Se il problema della deviazione viaria è stato tamponato, con una bretella che aggira il tratto di statale sequestrato, restano in piedi tutti i problemi legati al progetto di bonifica e adeguamento dell’impianto di depurazione di Martina Franca che tanto clamore ha suscitato nei mesi scorsi.
Sulla questione è tornato il consigliere regionale Direzione Italia Renato Perrini.
“Nella prossima seduta del Consiglio regionale è stata iscritta l’interrogazione urgente che ho presentato per discutere del progetto del depuratore di Martina Franca. Lo scorso anno, a febbraio, venne sequestrato senza facoltà d’uso, un tratto di strada fra Martina Franca e Locorotondo, perché ritenuto concreto il rischio di cedimento della struttura portante. Si trattava, e si tratta, di un asse indebolito dai liquami fognari che ne hanno compromesso la stabilità. La strada era a rischio crollo a causa del depuratore di Martina Franca, che funziona male, e di uno scarico fognario presente a pochi metri dalla carreggiata”.

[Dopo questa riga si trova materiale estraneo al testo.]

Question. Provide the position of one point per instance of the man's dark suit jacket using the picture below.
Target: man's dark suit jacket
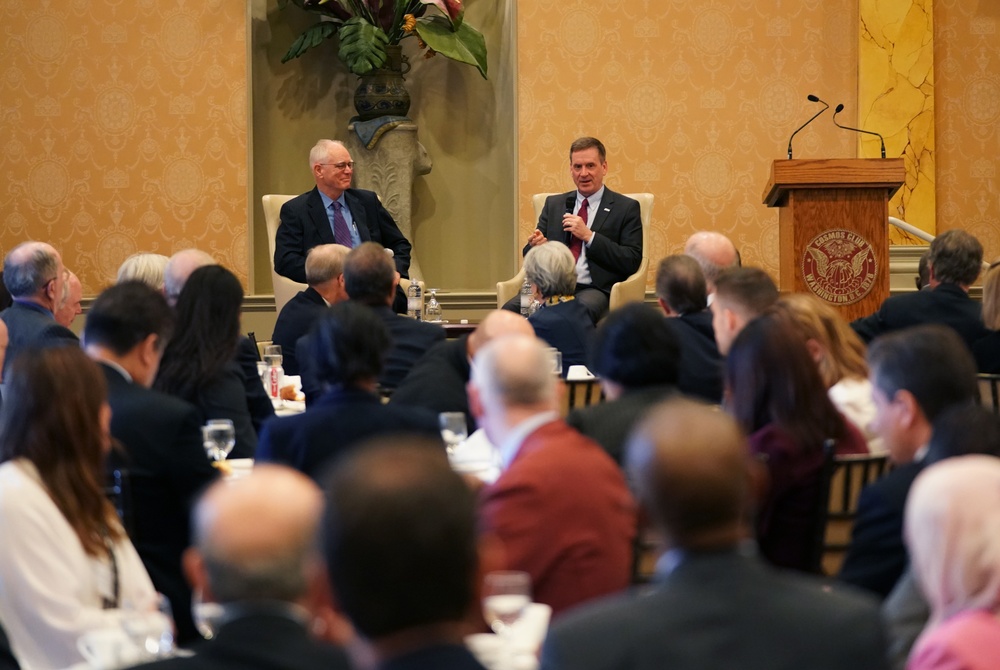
(296, 318)
(567, 327)
(699, 370)
(616, 250)
(876, 557)
(725, 610)
(259, 641)
(167, 467)
(336, 422)
(947, 304)
(32, 326)
(609, 423)
(437, 382)
(305, 224)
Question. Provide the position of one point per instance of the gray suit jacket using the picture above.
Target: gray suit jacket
(724, 611)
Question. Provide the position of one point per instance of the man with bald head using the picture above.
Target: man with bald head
(560, 507)
(34, 274)
(438, 379)
(260, 561)
(716, 604)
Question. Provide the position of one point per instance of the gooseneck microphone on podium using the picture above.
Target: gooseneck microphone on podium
(839, 109)
(811, 98)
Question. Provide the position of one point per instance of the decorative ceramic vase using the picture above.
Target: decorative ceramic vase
(382, 92)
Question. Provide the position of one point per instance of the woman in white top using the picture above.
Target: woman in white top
(66, 565)
(840, 355)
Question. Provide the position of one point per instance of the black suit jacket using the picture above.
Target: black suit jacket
(305, 224)
(722, 611)
(876, 557)
(948, 304)
(167, 467)
(609, 423)
(296, 318)
(437, 381)
(616, 250)
(32, 326)
(259, 641)
(336, 422)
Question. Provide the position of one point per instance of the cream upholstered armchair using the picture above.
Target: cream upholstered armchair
(633, 289)
(284, 288)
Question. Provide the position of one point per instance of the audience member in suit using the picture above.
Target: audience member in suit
(959, 430)
(126, 331)
(715, 253)
(840, 356)
(260, 562)
(325, 276)
(560, 507)
(987, 349)
(437, 382)
(347, 344)
(33, 272)
(955, 261)
(953, 534)
(311, 219)
(681, 293)
(605, 237)
(176, 273)
(371, 280)
(715, 603)
(561, 319)
(741, 295)
(198, 363)
(635, 356)
(403, 554)
(916, 374)
(774, 391)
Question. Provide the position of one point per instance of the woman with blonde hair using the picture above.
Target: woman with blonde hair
(67, 567)
(839, 355)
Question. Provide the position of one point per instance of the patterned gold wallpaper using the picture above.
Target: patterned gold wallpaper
(123, 128)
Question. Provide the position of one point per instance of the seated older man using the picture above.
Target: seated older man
(561, 320)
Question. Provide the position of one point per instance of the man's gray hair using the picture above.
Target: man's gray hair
(551, 268)
(325, 262)
(29, 267)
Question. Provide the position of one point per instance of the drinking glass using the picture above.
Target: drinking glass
(219, 438)
(454, 430)
(506, 595)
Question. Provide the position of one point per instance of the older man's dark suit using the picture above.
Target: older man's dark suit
(32, 326)
(616, 250)
(167, 467)
(947, 304)
(724, 610)
(333, 424)
(259, 641)
(305, 224)
(296, 318)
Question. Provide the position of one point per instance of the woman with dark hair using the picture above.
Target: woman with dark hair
(66, 565)
(774, 391)
(199, 363)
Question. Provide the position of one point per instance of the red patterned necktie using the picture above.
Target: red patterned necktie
(576, 244)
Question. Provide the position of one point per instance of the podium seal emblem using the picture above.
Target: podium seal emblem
(839, 266)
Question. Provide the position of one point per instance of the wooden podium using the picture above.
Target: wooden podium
(833, 234)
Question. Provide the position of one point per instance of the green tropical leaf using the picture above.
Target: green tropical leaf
(464, 44)
(310, 37)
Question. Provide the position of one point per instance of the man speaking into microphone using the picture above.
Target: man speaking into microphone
(602, 228)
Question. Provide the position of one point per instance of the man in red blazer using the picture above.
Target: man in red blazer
(561, 507)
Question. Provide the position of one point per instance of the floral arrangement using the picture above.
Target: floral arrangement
(365, 28)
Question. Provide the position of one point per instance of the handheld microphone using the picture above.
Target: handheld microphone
(811, 98)
(881, 139)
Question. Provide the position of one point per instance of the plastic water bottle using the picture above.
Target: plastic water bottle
(415, 300)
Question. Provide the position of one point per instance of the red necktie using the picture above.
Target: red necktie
(576, 244)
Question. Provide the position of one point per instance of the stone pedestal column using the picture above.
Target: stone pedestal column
(389, 169)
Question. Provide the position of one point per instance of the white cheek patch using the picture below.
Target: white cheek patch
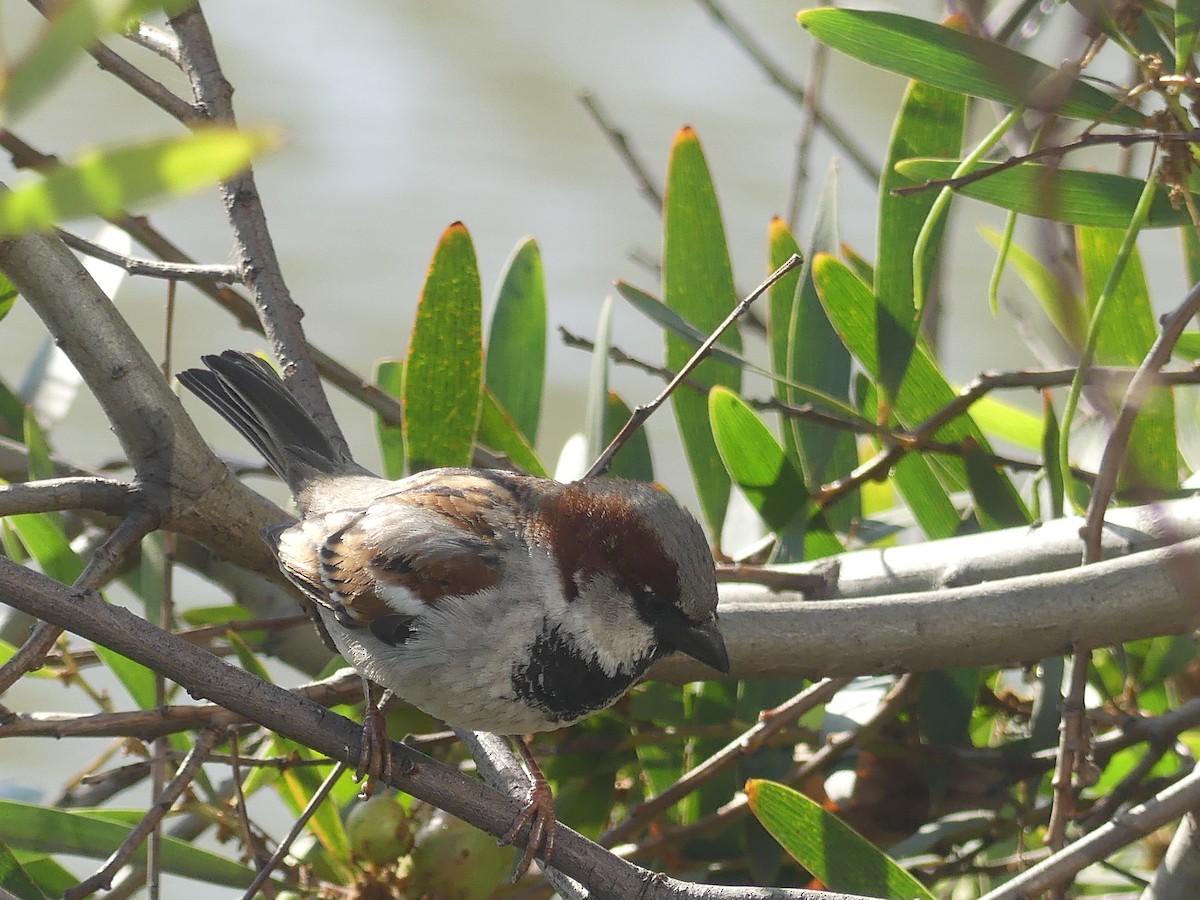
(401, 599)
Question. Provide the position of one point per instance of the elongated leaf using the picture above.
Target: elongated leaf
(7, 297)
(443, 375)
(516, 345)
(829, 849)
(851, 309)
(633, 461)
(105, 181)
(676, 324)
(95, 834)
(951, 59)
(15, 880)
(389, 375)
(815, 355)
(929, 124)
(1071, 196)
(697, 283)
(1125, 336)
(759, 466)
(498, 431)
(1057, 300)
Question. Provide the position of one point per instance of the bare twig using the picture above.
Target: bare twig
(769, 723)
(1125, 828)
(172, 792)
(102, 495)
(645, 412)
(153, 90)
(795, 89)
(1056, 153)
(1144, 381)
(252, 238)
(150, 268)
(739, 805)
(297, 828)
(621, 144)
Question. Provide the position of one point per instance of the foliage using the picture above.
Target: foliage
(855, 449)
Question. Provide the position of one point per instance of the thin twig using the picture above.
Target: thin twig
(739, 805)
(297, 828)
(645, 412)
(769, 723)
(817, 66)
(1123, 829)
(150, 268)
(153, 90)
(795, 89)
(621, 144)
(1144, 381)
(172, 792)
(253, 245)
(102, 565)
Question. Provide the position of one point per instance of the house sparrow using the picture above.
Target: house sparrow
(493, 600)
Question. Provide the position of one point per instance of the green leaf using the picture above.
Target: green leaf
(15, 880)
(1187, 22)
(951, 59)
(95, 834)
(851, 309)
(498, 431)
(834, 852)
(516, 343)
(815, 357)
(7, 297)
(697, 283)
(759, 466)
(1071, 196)
(1057, 300)
(676, 324)
(1127, 331)
(106, 181)
(930, 124)
(597, 402)
(389, 376)
(443, 375)
(633, 461)
(72, 28)
(1009, 423)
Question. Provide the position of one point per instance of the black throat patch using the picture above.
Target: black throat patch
(568, 684)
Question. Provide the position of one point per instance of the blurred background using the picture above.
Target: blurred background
(403, 117)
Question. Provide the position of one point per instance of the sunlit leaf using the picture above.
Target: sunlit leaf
(930, 123)
(958, 61)
(834, 852)
(516, 343)
(697, 283)
(106, 181)
(1071, 196)
(443, 373)
(96, 834)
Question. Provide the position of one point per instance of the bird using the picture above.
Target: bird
(492, 600)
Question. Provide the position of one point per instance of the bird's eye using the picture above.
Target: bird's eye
(647, 598)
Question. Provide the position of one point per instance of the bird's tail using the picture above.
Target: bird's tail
(252, 399)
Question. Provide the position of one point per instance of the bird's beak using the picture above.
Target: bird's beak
(700, 641)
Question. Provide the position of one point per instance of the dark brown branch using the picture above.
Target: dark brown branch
(172, 792)
(252, 239)
(294, 718)
(645, 412)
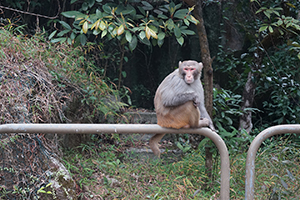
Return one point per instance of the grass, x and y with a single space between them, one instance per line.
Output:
107 172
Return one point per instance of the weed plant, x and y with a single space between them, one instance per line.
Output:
107 172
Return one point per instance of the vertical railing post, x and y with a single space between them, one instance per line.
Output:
250 162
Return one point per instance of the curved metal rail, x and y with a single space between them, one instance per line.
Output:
127 129
250 162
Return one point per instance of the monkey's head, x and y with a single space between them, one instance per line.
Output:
190 70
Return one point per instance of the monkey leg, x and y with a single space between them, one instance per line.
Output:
154 143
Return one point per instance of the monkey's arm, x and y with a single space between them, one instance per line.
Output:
204 114
181 98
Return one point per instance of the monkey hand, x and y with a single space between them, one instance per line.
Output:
203 122
196 102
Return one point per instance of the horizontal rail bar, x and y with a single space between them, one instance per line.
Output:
126 129
250 162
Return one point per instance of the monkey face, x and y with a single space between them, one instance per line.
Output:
189 74
190 71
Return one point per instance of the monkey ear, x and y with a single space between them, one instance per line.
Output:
200 65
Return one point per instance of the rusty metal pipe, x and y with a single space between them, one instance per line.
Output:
250 162
127 129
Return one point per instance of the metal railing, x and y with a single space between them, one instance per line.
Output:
127 129
250 162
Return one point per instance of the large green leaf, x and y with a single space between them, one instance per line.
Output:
133 43
177 31
72 14
181 13
64 24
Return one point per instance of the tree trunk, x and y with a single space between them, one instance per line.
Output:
249 92
207 71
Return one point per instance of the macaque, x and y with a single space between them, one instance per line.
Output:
179 101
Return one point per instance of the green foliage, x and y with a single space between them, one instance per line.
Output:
100 167
280 80
226 107
128 22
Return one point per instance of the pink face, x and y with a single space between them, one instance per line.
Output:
189 74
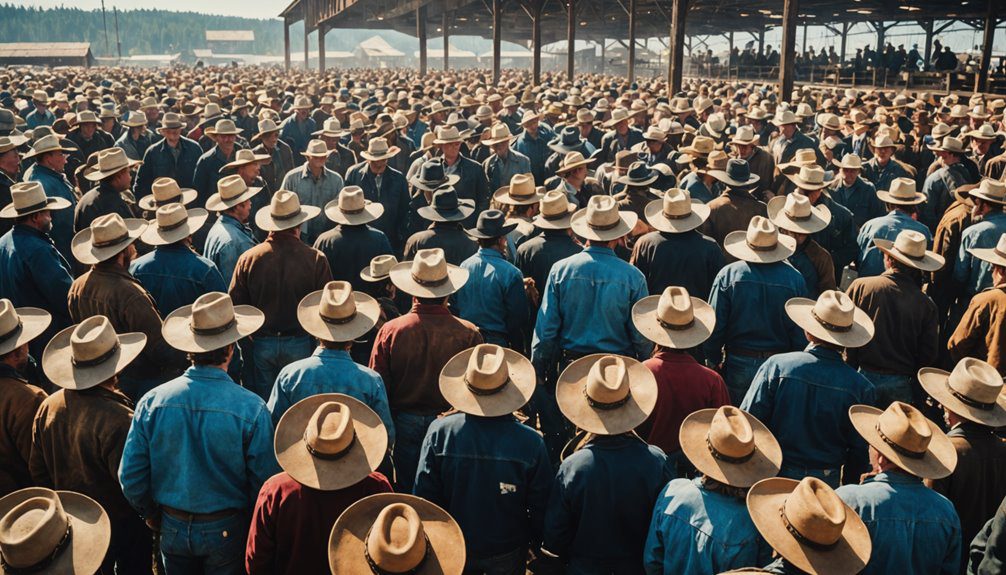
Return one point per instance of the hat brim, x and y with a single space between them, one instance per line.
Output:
939 460
366 453
514 394
347 543
764 462
572 401
848 555
178 334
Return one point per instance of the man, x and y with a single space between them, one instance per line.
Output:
281 340
904 319
804 397
749 298
90 413
905 448
502 516
409 352
200 446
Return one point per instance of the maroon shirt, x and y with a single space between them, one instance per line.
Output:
683 386
292 523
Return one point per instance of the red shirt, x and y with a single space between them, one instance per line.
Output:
683 386
292 524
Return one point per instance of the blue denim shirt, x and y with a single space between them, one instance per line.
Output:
578 289
804 398
175 276
749 300
696 532
913 529
492 474
330 371
870 259
200 443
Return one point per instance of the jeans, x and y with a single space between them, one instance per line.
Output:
409 431
210 548
272 355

“Il sequestro avvenne pochi giorni dopo quello con facoltà d’uso del depuratore di Martina Franca e del recapito finale, praticamente adiacente alla statale. Il tratto di strada venne poi dissequestrato a fine estate per permettere all’Anas di fare i lavori, e il 2 settembre 2016 fu inaugurata la bretella. Se da un lato il problema viario venne quindi risolto, sebbene con una soluzione tampone ancora in vigore, dall’altro resta da risolvere tutta la partita che riguarda il depuratore di Martina Franca, e del suo recapito finale, che deve essere adeguato. Sappiamo che nei mesi successivi alla riapertura della strada Martina Franca-Locorotondo, ci sono stati degli incontri di natura tecnica tra Aqp, Regione e Comune di Martina Franca, ma al momento non è dato sapere con esattezza come verrà affrontato il problema. Per questo ho chiesto all’assessore regionale Giovanni Giannini di chiarire in Aula l’intera vicenda depuratore, dirci se esiste un progetto definitivo, e conoscere i tempi per la sua realizzazione”.